People: Do we have the right talent to make sense of the new types of healthcare information available to us? Who is the accountable business owner for this information? What organizational structure do we need to put in place to support our analytical strategy? Who do we need to engage in other departments and what are their roles? What other talents do we need and what is the plan for acquiring them?  What competencies should we source from external partners?



Process: How do we ensure that insights are shared across traditional organizational silos? What are the steps we need to take to make these projects a success? How will we comply with relevant regulations? How do we fund and measure the impact of these investments and new operating models?

Data: What data do we need to answer today’s questions? How do we source data through novel collaborations that our competitors can’t access easily? How do we bring data together and what are the challenges in transforming, linking, and publishing it? How can we improve data quality and accuracy? 

Technology: What technology architecture supports the new needs of expanding sets of data? What tools do we need to process the evidence? What security measures do we need to consider in federated models of data collaboration? How do we scale up the technology when we need to roll out our solution to the rest of the business?

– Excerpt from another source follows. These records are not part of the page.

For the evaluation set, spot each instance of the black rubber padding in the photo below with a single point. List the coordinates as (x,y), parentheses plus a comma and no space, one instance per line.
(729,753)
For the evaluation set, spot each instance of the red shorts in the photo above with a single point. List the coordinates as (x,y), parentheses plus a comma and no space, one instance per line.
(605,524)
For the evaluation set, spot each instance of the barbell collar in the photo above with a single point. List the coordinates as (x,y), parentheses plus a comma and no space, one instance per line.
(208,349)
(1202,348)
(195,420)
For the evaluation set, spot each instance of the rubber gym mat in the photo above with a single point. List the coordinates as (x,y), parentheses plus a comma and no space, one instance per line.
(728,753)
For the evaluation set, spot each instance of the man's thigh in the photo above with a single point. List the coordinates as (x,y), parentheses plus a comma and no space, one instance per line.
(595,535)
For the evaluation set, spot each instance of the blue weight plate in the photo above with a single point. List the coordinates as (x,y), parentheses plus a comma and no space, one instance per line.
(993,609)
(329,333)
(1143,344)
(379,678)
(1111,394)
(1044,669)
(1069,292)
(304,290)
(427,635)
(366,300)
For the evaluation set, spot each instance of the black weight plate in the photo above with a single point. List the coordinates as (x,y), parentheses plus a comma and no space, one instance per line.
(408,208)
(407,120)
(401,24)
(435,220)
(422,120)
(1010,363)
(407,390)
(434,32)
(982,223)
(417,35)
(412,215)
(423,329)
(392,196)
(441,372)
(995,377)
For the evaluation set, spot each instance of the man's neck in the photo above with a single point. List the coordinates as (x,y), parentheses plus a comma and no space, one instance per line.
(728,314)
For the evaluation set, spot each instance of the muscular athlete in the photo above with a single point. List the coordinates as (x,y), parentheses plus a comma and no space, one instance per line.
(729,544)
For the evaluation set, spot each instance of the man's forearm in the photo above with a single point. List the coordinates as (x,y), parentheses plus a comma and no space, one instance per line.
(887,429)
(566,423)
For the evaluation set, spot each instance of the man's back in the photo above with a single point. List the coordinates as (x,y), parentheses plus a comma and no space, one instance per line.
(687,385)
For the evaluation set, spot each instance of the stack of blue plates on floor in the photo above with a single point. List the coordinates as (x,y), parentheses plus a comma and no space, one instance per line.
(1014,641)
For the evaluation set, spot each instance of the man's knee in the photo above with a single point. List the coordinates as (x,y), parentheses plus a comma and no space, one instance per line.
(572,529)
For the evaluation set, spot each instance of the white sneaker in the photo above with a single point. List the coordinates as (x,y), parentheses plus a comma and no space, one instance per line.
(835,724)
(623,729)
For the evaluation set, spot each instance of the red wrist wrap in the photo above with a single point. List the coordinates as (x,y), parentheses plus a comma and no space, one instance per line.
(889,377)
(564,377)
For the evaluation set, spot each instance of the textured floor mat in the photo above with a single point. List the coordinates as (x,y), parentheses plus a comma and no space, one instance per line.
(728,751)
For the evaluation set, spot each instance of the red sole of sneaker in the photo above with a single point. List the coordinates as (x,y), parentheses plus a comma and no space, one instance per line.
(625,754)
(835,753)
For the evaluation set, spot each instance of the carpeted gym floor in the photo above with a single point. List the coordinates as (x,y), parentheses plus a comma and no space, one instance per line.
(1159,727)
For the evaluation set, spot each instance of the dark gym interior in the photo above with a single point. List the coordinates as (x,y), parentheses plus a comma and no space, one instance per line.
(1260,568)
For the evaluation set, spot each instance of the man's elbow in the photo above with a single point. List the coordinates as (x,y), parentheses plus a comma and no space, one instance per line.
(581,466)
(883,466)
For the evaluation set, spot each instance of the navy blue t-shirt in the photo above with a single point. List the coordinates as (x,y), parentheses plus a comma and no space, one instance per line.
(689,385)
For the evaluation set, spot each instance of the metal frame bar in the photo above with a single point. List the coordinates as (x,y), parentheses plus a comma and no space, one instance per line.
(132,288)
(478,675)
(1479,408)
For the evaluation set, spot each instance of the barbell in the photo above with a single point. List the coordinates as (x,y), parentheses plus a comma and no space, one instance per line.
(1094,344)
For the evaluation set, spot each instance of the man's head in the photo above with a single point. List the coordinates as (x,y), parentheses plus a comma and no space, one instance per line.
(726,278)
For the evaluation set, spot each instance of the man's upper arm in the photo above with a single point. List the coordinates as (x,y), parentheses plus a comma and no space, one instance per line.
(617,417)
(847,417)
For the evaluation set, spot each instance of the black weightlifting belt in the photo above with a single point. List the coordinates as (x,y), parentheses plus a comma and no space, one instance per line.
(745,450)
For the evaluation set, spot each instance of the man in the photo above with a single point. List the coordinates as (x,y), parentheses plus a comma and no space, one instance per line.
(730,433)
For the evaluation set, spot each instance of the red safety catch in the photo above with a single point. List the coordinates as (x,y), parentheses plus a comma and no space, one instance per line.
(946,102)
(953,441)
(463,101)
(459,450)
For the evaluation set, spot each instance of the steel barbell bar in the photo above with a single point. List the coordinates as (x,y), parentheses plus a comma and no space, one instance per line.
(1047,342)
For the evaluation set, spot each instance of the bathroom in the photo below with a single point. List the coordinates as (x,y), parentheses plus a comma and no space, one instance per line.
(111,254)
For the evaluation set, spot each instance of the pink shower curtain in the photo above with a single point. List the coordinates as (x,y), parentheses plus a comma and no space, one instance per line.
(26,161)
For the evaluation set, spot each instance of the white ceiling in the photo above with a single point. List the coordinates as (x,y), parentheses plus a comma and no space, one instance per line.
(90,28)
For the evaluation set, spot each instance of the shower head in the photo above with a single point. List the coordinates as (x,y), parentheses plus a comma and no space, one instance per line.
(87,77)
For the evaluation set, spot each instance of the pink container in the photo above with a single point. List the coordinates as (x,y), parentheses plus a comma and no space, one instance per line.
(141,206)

The process of implementing an E2E evidence management strategy may be complex, and time- and resource-intensive, but the innovation, efficiency, and commercial benefits may help to justify the investment. Moreover, with the right insights, E2E evidence can become a major source of competitive differentiation.


Using evidence across the development life cycle: Five hurdles 

There are five dimensions of complexity that may make it difficult for life sciences companies to successfully execute an E2E evidence management strategy: disease state complexity, domain or functional complexities, geography, regulations/reimbursement, and operations (see figure below). Each category has implications for a company’s business strategy, operating model, and requisite IT and informatics platforms.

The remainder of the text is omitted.